ABD’nin önce Erdoğan’ın korumalarına yönelik aldığı kararlar, ardından da AKP’li eski Ekonomi Bakanı Zafer Çağlayan’ın Zarrab davası kapsamına dahil edilmesi ve son olarak da hakkında tutuklama kararı verilmesi, Erdoğan başta olmak üzere AKP’de kaygıları büyütmüş gözüküyor.

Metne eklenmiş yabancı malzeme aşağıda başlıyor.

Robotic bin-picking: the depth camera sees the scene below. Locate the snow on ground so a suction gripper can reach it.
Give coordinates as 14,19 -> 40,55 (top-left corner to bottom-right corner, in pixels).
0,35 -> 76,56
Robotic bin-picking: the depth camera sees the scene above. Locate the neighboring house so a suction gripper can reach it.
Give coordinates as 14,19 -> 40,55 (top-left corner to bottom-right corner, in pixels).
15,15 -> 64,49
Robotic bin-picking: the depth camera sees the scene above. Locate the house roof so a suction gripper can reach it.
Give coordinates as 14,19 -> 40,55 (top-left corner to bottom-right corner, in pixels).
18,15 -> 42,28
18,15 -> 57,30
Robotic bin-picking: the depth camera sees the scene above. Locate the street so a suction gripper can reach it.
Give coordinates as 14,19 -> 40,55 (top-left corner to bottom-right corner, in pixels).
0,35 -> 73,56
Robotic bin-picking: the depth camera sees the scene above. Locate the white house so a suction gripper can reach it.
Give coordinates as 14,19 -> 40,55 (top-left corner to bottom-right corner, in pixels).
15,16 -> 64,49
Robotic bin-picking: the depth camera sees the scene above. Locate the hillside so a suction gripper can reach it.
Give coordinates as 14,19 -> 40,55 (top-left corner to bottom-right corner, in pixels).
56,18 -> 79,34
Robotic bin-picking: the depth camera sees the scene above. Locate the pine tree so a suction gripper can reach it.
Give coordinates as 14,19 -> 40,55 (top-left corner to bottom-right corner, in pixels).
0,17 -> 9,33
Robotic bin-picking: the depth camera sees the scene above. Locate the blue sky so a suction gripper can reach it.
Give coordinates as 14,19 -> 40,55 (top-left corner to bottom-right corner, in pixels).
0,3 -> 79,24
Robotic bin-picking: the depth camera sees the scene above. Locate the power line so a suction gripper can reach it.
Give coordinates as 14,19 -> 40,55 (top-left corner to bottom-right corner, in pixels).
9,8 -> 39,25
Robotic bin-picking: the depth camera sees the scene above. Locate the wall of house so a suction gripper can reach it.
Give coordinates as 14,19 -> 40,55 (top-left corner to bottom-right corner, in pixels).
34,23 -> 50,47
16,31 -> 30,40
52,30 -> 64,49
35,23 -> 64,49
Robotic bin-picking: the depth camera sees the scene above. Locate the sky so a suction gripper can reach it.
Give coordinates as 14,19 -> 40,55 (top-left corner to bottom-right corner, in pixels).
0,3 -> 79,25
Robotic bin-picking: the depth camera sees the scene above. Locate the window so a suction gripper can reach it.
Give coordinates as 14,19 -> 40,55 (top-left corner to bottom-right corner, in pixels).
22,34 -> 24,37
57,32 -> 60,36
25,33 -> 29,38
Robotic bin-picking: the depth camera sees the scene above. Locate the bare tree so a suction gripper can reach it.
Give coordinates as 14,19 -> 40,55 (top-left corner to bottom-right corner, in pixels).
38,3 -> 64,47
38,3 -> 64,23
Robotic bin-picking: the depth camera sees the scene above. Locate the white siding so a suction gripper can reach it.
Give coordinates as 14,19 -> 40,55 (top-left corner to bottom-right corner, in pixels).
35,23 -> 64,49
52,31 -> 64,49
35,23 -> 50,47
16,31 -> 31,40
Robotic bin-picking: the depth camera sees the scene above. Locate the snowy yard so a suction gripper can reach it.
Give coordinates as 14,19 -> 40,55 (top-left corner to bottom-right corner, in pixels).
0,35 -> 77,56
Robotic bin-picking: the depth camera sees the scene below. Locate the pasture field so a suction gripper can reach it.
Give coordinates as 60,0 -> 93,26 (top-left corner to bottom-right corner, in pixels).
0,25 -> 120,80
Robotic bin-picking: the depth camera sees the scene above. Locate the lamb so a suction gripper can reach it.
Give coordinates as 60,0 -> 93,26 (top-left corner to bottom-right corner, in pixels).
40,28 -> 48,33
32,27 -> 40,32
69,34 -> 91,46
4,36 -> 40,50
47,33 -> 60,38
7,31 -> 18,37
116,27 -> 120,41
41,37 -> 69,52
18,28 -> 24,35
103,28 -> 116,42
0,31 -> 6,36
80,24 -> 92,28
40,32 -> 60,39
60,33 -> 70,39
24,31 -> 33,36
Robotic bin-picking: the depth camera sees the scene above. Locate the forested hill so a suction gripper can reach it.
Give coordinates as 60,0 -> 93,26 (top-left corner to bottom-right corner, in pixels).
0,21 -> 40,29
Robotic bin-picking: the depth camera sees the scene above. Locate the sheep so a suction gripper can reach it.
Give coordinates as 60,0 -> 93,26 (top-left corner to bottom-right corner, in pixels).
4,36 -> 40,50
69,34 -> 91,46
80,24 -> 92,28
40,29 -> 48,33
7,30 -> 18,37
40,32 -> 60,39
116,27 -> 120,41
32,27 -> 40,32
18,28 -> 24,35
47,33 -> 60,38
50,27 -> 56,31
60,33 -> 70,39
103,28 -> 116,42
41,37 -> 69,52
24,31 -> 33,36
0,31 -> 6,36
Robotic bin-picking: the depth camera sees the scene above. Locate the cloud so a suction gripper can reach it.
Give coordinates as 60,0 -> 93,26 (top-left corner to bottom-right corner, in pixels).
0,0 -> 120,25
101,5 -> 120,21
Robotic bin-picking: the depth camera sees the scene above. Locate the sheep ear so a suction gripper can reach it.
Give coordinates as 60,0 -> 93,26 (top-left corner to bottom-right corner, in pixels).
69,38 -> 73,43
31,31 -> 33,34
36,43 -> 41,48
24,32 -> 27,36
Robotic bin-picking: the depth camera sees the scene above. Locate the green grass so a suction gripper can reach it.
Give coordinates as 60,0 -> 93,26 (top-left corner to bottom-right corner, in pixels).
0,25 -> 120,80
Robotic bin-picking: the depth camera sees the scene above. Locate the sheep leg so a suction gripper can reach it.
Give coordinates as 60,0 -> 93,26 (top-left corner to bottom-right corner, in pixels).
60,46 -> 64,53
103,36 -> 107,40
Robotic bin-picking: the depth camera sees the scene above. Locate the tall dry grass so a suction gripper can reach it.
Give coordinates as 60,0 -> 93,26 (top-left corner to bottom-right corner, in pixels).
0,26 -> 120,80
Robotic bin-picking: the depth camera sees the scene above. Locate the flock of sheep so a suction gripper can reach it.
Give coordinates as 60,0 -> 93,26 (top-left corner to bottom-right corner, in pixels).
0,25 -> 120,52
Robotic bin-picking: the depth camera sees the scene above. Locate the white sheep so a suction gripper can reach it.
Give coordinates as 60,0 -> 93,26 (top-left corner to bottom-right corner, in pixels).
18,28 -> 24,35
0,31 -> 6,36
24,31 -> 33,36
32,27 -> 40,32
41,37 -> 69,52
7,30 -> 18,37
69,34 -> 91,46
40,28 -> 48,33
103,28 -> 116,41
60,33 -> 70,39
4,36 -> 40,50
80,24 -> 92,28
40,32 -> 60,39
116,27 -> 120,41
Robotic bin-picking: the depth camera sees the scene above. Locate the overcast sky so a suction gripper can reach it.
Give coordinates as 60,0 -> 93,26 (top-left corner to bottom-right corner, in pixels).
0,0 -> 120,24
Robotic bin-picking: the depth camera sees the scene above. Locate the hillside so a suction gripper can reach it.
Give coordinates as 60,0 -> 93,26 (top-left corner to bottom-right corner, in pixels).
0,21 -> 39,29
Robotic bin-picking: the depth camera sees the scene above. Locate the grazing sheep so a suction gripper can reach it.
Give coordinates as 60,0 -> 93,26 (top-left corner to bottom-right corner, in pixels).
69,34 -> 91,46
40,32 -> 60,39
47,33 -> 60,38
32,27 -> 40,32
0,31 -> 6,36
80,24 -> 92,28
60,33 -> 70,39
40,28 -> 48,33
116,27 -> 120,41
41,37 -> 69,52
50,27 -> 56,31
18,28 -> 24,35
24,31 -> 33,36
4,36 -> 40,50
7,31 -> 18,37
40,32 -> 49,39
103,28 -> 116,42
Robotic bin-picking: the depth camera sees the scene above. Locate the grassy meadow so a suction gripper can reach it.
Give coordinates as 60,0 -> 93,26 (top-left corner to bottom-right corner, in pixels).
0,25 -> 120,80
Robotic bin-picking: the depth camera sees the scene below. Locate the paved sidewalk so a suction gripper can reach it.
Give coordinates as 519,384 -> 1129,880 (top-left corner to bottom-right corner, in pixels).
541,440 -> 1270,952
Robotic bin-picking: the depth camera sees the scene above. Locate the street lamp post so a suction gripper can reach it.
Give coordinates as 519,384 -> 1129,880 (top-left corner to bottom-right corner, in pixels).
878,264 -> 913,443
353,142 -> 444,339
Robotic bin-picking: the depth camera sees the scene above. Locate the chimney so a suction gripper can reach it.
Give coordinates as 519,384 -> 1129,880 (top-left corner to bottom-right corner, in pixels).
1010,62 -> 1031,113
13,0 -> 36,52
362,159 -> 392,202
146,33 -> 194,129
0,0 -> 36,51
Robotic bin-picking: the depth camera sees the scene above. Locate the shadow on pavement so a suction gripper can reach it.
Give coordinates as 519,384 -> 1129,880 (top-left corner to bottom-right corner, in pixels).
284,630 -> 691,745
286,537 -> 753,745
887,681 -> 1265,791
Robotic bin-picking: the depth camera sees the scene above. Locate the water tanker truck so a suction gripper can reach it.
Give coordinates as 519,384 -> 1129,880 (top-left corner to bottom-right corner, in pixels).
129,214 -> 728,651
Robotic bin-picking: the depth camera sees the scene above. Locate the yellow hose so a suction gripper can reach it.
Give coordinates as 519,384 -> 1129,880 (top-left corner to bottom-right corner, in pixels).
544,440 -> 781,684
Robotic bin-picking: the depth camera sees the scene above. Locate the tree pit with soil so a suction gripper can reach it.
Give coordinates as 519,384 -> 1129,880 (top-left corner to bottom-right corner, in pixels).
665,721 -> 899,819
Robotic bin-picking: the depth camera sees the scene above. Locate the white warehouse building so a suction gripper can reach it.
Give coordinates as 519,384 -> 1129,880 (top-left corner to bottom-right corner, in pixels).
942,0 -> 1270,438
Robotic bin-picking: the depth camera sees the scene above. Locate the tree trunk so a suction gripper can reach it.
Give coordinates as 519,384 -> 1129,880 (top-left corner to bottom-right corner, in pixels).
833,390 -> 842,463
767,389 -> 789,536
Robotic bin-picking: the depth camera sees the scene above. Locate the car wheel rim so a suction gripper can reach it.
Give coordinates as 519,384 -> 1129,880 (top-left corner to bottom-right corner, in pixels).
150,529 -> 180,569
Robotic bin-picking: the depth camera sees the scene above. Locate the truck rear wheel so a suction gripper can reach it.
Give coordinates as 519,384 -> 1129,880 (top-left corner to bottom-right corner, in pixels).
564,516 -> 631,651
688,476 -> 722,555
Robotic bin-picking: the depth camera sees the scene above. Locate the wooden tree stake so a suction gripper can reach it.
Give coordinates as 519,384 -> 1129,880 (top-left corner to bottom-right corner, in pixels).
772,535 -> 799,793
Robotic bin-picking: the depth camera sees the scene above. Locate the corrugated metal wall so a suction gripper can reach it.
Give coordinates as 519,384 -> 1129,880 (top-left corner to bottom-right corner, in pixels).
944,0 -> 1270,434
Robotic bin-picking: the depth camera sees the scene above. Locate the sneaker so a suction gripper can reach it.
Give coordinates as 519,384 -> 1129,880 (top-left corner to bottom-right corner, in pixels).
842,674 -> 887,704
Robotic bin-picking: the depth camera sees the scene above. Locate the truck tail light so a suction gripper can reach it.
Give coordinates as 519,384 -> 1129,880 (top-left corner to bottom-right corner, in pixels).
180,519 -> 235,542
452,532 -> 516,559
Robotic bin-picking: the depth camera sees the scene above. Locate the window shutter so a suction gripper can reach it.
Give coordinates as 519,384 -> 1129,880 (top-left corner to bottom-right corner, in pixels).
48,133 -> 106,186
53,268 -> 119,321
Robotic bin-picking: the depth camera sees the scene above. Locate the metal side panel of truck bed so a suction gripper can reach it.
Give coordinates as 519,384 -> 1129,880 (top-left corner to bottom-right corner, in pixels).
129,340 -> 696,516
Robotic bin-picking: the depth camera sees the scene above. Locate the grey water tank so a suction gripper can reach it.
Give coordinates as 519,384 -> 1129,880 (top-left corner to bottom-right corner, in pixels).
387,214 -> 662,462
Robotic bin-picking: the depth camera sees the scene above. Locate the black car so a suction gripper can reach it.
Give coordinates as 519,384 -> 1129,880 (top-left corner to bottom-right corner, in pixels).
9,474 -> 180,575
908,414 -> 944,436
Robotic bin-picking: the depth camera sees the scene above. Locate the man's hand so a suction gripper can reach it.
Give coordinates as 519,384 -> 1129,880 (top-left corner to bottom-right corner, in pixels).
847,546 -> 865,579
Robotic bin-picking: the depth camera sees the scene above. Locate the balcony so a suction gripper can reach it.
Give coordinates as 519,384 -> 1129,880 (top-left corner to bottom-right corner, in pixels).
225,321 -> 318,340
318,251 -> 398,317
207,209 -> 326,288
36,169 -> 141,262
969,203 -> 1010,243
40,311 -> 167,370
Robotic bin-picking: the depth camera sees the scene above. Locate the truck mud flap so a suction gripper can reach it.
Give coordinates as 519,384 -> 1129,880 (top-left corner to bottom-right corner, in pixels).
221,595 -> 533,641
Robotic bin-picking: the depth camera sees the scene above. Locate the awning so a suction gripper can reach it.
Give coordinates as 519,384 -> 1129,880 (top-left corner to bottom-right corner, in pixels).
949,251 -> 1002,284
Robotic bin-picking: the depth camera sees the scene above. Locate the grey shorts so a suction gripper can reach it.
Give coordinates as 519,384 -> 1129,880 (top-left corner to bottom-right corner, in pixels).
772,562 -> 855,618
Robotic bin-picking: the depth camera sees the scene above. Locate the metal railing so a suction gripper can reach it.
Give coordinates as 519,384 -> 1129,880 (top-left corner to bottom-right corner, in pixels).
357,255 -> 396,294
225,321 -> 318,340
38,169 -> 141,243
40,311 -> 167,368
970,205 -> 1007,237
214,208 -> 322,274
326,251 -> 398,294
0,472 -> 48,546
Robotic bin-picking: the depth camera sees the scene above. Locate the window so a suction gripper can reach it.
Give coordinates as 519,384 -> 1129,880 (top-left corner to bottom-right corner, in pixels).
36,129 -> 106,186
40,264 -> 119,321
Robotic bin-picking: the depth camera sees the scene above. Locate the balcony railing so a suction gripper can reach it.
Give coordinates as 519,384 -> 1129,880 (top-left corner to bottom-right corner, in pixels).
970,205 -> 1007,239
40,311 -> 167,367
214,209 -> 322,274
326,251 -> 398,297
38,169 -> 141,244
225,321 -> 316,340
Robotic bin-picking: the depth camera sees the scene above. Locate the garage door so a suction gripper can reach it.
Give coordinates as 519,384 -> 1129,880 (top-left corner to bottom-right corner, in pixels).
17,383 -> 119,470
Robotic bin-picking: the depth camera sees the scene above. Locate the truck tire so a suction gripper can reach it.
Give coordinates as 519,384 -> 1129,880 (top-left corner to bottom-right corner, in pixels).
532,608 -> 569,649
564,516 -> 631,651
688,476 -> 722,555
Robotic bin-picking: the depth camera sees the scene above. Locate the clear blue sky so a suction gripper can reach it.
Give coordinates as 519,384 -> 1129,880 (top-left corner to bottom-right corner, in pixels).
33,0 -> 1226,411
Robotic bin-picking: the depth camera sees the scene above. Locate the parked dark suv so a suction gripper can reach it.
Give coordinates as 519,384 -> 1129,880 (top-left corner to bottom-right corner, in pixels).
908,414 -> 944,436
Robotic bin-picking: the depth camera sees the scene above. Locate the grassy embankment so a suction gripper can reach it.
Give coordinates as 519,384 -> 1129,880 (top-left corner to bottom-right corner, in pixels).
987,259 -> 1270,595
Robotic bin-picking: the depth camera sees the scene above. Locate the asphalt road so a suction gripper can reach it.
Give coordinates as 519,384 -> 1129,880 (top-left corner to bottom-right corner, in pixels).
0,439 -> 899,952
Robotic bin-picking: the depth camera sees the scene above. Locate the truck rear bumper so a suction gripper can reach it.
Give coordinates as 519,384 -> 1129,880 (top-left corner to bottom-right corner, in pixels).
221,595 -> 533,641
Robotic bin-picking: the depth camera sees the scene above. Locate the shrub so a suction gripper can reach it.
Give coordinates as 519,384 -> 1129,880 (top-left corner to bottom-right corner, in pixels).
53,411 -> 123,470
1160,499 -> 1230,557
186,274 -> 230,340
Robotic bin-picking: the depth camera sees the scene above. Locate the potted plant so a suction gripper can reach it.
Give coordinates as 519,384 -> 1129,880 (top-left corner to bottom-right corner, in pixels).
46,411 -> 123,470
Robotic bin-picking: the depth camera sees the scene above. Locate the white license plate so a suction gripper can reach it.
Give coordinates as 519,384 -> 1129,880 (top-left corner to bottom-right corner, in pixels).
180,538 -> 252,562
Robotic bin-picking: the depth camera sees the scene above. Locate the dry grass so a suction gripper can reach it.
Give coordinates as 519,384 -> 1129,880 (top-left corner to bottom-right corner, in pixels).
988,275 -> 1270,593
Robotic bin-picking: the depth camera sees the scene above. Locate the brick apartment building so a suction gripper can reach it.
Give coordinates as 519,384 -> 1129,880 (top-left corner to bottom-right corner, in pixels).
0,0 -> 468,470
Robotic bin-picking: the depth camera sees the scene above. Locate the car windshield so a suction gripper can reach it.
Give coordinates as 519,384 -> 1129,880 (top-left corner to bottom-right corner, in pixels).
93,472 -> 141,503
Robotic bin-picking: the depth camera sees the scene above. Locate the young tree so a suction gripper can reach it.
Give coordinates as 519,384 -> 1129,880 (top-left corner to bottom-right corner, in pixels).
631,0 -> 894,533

Zafer Çağlayan hakkında tutuklama kararı
ABD’nin son adımı da Zafer Çağlayan hakkında tutuklama kararı verilmesi oldu. “İran’a yönelik ambargonun delinmesi” çerçevesinde başlatılan Zarrab davası, eski Ekonomi Bakanı Zafer Çağlayan, eski Halk Bankası Genel Müdürü Süleyman Aslan, Genel Müdür Yardımcısı Levent Balkan ve Abdullah Happani’yi de kapsayacak şekilde genişletilmişti. Çağlayan ile birlikte dosyaya eklenen diğer sanıklar hakkında da tutuklama kararı çıkarıldı.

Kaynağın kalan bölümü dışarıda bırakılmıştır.